Psalm 62:1 For God alone my soul waits in silence; from Him comes my salvation.
When’s the last time you simply sat in silence? I don’t even mean a place that lacks any exterior noise. I mean silence- inside and out. There seems to be no place for silence in our world today. From the minute we wake up until the minute we go to sleep, there is noise. We look at our phones. We turn on the news. We talk to those around us. We have the radio on in the car. We are, I believe, a society addicted to noise.
But silence is like water. Once you get used to drinking pretty much just water, you start to crave it. Once you get used to silence in your world, you crave it. Why? Because He speaks in a still, small voice. And when He speaks, peace flows like a river. And peace is the great gift of salvation.
I believe, in an odd way, we use noise to seek peace. What I mean is, I believe that we spend so much time running from our pain, our feelings, our bad memories, our fears, our depression, our anger, that we use noise to drown out our own internal voice. We stay busy- externally and internally- to avoid feeling, to avoid facing, to avoid the very process that would lead to even more freedom within us. It’s a futile thing. But it’s an addiction to noise that comes from the same place as an addiction to anything else- drugs, alcohol, you name it.
Yes, I know this well because I am the queen of avoidance. To coin an old phrase, “Denial isn’t a river in Egypt”. I have very often run to noise and stimulation in order to avoid quietness and the opportunity it brings to have to face my own feelings. Yet, the minute I realize I’m doing it again, I get still and get quiet and heaven help me, it’s like the best gift on the planet! God reveals, God purges, and I no longer have to run to noise. Today this happened and when I became silent, I realized that Oct 11th is the 21st anniversary of my mother’s death- and I was running from the pain, somewhere deep inside. And He met me there. I’m stil sad but now at least I know why.
Silence is beautiful. In quietness and confidence shall be our strength! That’s one of my favorite scriptures. It’s Isaiah 30:15.
Try some silence on for size. I mean total silence. Don’t move, Don’t talk. Turn the ever racing thoughts off in your head. If you find that elusive, close your eyes and picture the face of Jesus and look into His eyes.
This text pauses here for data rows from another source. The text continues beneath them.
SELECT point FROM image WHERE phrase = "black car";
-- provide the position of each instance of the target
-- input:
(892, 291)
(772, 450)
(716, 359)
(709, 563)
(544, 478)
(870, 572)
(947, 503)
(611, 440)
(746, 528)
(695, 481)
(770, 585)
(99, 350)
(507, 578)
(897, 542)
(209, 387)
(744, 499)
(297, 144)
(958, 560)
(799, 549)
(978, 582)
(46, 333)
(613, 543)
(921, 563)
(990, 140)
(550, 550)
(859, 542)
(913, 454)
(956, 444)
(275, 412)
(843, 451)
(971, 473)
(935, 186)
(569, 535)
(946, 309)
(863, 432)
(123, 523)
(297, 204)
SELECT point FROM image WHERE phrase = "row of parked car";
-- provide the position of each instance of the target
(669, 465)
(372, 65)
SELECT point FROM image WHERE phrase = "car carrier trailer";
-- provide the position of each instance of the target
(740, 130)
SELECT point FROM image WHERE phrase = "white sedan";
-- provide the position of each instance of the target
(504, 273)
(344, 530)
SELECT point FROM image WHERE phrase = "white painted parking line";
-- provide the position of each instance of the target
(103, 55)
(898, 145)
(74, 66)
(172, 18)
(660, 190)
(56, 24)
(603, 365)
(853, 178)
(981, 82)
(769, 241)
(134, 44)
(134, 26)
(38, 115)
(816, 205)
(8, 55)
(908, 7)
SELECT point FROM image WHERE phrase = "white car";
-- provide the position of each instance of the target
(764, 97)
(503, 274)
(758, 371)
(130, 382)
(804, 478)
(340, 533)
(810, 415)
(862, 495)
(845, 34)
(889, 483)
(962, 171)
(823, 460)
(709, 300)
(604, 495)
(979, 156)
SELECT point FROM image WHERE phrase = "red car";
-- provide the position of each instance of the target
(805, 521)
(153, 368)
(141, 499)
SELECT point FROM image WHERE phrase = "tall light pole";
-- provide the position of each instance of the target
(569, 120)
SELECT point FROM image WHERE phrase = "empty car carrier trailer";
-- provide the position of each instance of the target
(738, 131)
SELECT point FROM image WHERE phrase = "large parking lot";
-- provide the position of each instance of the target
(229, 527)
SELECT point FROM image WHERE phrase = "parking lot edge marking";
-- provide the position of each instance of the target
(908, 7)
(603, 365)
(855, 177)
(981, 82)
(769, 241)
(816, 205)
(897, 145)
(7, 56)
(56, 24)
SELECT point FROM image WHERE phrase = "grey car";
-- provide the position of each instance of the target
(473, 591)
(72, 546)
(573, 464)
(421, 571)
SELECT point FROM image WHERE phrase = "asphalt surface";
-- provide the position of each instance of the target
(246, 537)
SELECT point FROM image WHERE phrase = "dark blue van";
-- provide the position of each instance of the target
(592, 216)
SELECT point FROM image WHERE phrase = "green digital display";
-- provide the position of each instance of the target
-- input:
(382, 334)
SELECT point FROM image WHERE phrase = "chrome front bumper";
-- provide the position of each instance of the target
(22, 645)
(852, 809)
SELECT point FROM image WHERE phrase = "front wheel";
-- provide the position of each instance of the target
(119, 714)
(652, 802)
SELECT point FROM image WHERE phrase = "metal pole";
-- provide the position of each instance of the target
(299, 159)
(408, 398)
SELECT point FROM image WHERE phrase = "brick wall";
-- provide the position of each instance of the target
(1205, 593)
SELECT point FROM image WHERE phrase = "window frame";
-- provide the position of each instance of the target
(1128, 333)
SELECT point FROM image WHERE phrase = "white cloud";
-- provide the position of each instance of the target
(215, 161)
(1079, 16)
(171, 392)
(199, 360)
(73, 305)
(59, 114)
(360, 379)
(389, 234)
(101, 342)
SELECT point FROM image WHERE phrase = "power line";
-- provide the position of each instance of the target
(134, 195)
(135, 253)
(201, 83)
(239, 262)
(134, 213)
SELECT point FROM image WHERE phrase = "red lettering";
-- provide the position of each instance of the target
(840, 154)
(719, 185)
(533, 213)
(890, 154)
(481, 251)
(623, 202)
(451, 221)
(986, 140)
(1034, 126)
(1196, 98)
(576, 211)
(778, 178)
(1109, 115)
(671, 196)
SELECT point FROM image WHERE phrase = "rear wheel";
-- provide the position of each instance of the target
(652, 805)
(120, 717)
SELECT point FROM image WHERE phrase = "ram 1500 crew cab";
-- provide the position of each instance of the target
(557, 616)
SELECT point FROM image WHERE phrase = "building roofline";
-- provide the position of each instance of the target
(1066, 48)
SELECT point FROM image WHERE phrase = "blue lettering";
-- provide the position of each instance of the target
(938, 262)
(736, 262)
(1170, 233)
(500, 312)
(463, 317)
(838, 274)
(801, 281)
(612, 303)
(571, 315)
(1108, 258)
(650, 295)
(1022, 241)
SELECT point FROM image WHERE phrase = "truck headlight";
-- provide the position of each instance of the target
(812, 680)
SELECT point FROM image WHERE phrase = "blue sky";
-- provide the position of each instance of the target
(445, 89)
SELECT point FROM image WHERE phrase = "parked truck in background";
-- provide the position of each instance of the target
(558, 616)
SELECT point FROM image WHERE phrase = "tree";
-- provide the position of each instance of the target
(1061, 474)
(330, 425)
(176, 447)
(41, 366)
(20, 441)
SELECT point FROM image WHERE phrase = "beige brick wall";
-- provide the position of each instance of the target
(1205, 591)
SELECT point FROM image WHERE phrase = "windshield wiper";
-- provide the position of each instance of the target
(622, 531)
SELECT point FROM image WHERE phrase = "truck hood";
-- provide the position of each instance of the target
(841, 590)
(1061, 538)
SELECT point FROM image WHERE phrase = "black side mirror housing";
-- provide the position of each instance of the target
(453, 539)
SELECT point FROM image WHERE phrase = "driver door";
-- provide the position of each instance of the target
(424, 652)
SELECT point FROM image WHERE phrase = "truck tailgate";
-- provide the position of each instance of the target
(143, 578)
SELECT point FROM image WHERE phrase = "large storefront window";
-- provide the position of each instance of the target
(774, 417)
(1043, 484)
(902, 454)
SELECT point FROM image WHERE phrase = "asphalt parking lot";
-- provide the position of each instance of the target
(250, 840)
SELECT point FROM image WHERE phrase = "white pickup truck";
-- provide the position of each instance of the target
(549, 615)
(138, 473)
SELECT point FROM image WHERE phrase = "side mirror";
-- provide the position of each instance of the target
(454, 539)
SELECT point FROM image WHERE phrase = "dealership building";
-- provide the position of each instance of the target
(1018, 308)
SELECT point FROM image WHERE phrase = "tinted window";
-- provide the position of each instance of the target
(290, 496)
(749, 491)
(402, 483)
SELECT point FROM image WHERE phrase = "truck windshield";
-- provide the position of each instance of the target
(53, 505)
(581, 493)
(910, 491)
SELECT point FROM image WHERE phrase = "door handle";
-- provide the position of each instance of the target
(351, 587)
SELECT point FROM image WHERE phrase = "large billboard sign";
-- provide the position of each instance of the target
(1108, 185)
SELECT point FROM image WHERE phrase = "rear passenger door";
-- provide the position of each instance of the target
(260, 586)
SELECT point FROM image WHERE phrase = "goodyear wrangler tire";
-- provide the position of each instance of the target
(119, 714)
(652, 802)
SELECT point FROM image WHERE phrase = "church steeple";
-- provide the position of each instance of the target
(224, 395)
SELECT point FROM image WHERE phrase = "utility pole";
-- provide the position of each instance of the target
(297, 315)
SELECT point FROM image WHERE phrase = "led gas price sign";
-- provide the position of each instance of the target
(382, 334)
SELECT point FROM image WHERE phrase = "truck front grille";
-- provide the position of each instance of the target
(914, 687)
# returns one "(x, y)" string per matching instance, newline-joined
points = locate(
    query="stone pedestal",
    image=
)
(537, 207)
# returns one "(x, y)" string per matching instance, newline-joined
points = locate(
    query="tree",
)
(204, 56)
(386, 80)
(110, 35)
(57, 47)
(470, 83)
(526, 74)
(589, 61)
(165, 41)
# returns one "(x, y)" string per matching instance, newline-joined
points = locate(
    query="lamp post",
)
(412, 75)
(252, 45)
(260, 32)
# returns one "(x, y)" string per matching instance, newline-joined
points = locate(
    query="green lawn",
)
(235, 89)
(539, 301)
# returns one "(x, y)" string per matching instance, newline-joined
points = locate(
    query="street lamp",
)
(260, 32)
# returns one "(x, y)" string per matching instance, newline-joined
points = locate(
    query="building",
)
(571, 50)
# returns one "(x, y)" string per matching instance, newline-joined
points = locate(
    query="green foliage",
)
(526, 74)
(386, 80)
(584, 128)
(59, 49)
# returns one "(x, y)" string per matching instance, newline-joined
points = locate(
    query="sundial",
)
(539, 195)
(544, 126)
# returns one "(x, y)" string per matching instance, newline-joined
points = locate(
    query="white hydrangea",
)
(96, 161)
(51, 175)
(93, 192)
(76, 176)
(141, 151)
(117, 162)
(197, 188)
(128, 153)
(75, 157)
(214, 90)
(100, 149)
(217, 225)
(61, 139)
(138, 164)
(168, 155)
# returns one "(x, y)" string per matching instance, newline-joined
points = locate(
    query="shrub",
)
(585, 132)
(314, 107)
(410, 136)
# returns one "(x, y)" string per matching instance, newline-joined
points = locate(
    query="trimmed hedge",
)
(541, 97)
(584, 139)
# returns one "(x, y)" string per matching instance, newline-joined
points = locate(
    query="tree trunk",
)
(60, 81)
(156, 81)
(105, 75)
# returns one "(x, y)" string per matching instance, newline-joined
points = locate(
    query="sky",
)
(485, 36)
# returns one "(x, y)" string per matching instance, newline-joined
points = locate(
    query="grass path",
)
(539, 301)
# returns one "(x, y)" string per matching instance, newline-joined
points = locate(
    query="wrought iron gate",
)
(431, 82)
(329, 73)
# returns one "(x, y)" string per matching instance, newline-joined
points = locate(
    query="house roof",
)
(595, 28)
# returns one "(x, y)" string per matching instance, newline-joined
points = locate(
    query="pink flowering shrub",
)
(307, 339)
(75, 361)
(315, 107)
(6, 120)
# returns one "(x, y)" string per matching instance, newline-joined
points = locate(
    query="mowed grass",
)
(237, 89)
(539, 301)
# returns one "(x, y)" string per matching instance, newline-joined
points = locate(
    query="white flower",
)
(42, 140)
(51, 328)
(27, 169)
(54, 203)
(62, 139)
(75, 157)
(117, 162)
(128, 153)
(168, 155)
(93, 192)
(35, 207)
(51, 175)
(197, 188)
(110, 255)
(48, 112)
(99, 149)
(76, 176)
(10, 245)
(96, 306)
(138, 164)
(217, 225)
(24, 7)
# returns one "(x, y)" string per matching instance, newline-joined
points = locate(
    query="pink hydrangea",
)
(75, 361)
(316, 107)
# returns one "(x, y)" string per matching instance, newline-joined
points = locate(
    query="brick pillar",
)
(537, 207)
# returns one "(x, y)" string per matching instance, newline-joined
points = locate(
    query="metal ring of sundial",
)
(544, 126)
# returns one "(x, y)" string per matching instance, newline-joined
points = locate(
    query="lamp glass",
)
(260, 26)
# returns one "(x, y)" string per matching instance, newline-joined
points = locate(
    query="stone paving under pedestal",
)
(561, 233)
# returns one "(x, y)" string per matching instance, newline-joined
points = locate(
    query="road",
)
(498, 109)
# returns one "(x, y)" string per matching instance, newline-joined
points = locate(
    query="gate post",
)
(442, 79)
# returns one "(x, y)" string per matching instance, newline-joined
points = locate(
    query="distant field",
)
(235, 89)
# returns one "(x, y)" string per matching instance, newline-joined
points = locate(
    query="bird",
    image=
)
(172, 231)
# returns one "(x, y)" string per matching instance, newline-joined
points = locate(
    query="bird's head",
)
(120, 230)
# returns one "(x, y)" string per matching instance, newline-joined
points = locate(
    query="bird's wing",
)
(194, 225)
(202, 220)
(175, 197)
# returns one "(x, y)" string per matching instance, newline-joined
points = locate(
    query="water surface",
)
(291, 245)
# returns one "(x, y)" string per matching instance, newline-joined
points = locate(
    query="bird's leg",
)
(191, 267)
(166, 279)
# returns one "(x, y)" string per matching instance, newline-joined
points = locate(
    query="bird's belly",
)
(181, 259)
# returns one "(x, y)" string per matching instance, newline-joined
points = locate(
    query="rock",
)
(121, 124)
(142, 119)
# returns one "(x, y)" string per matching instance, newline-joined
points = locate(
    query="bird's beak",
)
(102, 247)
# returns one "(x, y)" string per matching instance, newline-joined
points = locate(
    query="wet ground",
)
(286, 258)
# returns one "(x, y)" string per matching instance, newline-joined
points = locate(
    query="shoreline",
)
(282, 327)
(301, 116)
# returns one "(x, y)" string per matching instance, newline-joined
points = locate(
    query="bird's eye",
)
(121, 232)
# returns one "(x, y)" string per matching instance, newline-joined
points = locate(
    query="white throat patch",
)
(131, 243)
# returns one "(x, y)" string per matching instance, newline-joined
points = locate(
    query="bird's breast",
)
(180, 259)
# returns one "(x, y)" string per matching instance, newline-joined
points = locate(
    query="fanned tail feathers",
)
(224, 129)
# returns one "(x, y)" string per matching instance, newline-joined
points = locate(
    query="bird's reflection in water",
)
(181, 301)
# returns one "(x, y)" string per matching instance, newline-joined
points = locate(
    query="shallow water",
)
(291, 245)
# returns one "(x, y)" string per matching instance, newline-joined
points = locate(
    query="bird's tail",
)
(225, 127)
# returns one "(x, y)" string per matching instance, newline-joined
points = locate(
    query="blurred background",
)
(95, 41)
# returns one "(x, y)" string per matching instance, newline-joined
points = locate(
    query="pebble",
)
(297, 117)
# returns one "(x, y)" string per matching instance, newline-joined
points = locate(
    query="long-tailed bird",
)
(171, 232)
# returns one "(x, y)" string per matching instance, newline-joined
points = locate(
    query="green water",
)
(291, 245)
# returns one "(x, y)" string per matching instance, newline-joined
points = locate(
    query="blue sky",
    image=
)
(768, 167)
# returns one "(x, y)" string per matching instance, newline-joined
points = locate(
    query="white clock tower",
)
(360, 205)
Feel His hand stroking slowly across your brain, calling it to peace, calming it down. Feel it calm your restless thoughts…. and just be. Be a human being and not a human doing.
For God alone my soul waits in silence.
He will meet you there. He longs to meet you there.
Take away: Turn it all of. Close the door. Make a way to be silent for a few minutes every single day. Calm your thoughts. Ease your mind. Focus on whatever brings a rush of peace over your body. And wait on the Lord. He’s there, in the silence, loving you.
Prayer: Dear Lord, I will wait in silence for you. You are my salvation.